While browsing the internet I saw that the strong Swedish ski mountaineer Fredrik Ericsson is now at K2, trying to make the first ski decent. I had the chance to meet Fredrik on several occasions. First when I was trying to climb Pik Kommunizma in 2003 and later on in Chamonix when he worked at The Bellevue. His project looks very ambitious, but he definitely has the skills to pull it off. You can look at his blog for updates. I wish him the best off luck!

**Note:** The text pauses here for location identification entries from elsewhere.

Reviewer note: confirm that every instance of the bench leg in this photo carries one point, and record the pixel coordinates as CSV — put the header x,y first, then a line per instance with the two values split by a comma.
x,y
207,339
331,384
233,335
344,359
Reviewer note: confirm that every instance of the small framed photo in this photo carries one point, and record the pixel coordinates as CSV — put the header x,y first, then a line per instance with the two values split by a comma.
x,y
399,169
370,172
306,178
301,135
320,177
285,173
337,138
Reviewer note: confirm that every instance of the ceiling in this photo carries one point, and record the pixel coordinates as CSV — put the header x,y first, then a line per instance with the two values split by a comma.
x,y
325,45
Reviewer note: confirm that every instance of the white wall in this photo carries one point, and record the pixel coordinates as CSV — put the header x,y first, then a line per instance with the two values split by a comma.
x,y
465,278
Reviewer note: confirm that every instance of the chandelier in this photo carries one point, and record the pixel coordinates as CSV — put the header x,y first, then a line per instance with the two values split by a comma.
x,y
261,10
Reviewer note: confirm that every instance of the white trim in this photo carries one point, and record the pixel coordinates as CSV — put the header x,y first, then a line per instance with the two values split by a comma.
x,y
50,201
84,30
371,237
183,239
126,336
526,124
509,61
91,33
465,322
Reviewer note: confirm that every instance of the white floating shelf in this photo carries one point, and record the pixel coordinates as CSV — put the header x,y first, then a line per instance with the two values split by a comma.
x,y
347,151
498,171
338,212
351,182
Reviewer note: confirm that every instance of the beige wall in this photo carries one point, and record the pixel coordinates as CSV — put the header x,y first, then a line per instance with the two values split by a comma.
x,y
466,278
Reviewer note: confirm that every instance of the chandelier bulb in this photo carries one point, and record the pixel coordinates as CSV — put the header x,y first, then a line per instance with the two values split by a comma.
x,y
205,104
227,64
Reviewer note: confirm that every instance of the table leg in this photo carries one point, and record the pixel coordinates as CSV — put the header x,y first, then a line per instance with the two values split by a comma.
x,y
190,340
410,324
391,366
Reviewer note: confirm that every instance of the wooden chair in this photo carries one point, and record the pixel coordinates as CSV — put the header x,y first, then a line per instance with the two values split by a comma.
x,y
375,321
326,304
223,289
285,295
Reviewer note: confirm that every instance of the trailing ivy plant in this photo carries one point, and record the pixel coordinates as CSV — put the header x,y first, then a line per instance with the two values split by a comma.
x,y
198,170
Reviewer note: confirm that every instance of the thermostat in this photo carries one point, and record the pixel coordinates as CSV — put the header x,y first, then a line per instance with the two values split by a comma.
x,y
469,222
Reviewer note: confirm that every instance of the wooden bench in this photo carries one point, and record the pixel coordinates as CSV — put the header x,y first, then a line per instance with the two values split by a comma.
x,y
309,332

Fredrik Ericsson - Photo (C) www.fredrikericsson.com
I participated in the Banana Park Open climbing competition on the 8th of May. The reason for the competition was that a new climbing has been built here. The wall is rather impressive and is 14 meters high, featuring overhangs and 3D structures that gives it a real rock feel.
To spice things up I wore some rather colourful 80’s climbing Lycra tights. The tights provided me with many laughs and comments. In the competition I came in at #8 out of approx 50 starters. The results can be found here

Anders climbing in retro tights at 'Banana Park Open 2010' Photo (C) by Martin Paldan
It was a good day, and I was quite happy with the result!
The only place in Denmark where it is possible to climb ice is on the island of Bornholm in the Baltic sea. Conditions are not reliable and it has been many years since it was possible to climb ice here. The winter of 2010 is the exception, there is solid ice all across the island. I made a day trip to the island on the 17th of February and I had a great day climbing with my friend Kim who lives in this isolated region of Denmark.

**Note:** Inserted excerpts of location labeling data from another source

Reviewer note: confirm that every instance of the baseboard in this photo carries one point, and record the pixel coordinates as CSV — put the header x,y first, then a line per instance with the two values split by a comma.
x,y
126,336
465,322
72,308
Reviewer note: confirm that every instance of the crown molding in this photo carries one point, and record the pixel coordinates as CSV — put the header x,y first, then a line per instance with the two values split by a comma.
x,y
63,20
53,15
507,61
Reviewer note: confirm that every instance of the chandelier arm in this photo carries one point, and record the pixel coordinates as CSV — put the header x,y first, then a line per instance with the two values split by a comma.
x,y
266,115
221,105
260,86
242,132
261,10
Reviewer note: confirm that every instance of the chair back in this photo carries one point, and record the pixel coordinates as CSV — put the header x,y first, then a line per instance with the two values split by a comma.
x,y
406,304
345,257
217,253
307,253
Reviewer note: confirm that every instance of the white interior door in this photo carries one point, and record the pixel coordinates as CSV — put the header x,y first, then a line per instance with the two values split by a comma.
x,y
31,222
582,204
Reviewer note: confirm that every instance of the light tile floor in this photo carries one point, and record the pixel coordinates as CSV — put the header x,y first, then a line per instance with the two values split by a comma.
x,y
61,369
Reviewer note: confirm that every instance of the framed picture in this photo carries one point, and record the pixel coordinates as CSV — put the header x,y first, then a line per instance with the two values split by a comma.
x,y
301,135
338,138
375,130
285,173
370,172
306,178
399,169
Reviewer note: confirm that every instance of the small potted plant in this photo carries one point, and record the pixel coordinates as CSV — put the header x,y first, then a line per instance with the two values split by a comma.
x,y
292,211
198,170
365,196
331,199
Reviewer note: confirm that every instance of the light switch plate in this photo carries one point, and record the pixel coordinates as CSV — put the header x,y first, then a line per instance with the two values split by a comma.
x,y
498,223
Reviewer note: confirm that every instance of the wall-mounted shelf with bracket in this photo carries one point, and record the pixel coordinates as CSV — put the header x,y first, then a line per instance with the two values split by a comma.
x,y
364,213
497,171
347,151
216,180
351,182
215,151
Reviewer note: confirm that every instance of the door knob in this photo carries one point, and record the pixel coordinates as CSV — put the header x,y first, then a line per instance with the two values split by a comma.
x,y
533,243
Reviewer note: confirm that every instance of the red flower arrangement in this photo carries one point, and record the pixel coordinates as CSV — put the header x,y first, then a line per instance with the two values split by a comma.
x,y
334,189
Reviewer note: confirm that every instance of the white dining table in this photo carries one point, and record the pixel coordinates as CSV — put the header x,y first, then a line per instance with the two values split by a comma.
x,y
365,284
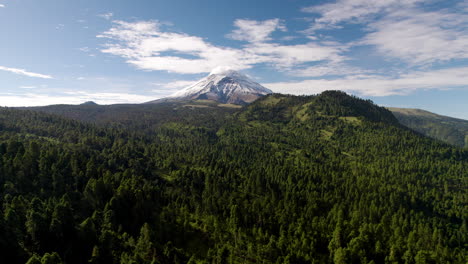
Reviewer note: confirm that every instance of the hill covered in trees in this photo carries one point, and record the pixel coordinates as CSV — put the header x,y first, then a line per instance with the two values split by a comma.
x,y
451,130
318,179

Anders climbing ice on Bornholm (Photo: K. Sørensen)
We explored several ice falls in the centre of the island. Many of these climbs where probably first ascents, and in any case there is no recorded knowledge of previous lead ascents. This is quite understandable since ice climbing is a rather rare activity here.

Kim on a first ascent
The ice formations are fantastic, and there is plenty of lines left to be done. I will have to go there again before the winter ends.

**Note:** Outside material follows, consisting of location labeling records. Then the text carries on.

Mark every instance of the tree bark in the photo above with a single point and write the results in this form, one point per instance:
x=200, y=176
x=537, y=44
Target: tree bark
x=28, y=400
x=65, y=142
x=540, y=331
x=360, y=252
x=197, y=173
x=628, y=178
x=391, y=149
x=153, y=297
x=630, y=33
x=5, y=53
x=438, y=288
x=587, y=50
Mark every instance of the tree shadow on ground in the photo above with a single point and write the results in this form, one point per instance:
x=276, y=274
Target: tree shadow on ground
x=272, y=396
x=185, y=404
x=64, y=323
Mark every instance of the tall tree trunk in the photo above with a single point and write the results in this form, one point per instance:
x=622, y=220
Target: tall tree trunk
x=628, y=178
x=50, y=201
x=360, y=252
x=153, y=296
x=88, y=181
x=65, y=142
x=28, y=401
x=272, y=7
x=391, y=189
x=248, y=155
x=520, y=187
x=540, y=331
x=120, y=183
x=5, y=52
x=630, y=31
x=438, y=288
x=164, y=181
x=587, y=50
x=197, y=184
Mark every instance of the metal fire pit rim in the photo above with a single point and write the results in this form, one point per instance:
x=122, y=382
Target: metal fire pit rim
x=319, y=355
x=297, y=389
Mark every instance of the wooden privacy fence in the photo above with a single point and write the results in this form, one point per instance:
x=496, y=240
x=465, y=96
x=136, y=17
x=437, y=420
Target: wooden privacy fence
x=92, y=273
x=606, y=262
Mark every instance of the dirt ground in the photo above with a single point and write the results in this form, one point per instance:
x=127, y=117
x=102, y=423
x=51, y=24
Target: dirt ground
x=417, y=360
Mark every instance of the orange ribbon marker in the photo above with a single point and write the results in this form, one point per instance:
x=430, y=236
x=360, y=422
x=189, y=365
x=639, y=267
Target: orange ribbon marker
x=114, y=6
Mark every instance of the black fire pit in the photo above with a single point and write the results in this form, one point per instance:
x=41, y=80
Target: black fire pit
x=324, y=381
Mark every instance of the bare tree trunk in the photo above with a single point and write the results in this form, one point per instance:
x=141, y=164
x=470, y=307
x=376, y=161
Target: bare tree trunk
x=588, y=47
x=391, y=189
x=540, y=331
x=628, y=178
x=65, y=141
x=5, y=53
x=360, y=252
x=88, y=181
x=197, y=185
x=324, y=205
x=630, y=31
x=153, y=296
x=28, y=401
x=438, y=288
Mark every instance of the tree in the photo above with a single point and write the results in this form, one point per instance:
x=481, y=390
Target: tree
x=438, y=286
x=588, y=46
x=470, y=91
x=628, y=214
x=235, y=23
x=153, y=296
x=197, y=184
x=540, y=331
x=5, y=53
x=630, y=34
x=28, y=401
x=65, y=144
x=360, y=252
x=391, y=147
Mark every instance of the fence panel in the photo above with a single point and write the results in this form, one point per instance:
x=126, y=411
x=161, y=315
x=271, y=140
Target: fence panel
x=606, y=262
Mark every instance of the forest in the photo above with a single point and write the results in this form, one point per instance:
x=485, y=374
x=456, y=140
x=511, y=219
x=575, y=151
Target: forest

Yet another fantastic line to be climbed
Kim works as a gymnastics teacher on Bornholm and he has taken his class out to teach them ice climbing on several occasions. This was documented by the local TV Station. It’s possible to see the clip here
This year has been a fantastic year for ice climbing in southern Sweden.? We have not seen conditions like this for more than 10 years. Skåne is not really a big ice climbing destination, but when conditions are good it’s great to go ice climbing on day trips from Copenhagen. Usually we go to Norway or the Alps, but that is hardly a day-trip thing.
Some of the best ice in Skåne can be found around the town Båstad. There is a nice seaside attraction at the cliffs of Hovs Hallar

Morten Johansen climbing 'Hovsfossen' WI4 at Hovs Hallar Skåne
Closer to Båstad there is an old quarry with some really good climbs that rarely forms. But this year they are in perfect conditions. These climbs are not often done, so it feels like a big privilege to go climbing here.

Morten Johansen climbing 'Sidesporet' WI4+
The main attraction is the wild and beautiful 27 meter high ‘Järnvägsfossen’ that comes in at WI6

The Skåne ice testpiece 'Järnvägsfossen' WI6
More pictures in the Gallery
Winter in Denmark and southern Sweden is normally a grey slushy thing, so it’s really spectacular when we got a long spell of cold weather.? I do hope it will last for a while!
My article from ‘Klatring’ about Cracked is now online!
I have recently updated the Publications section with new articles. It features samples of my published work. Photos and stories from my adventures around the world. It’s all in danish, but the pictures are worth a look!
On the 9th of August I climbed this thin traditional route on Kullen. It was first climbed in 1987 by the legendary Australian climber Kim Carrigan. Since then it has been climbed only a few times and never by a Danish climber. It took some soulsearching and I had to dig deep to get this route done. It is by far? the best Kullen route of my climbing career!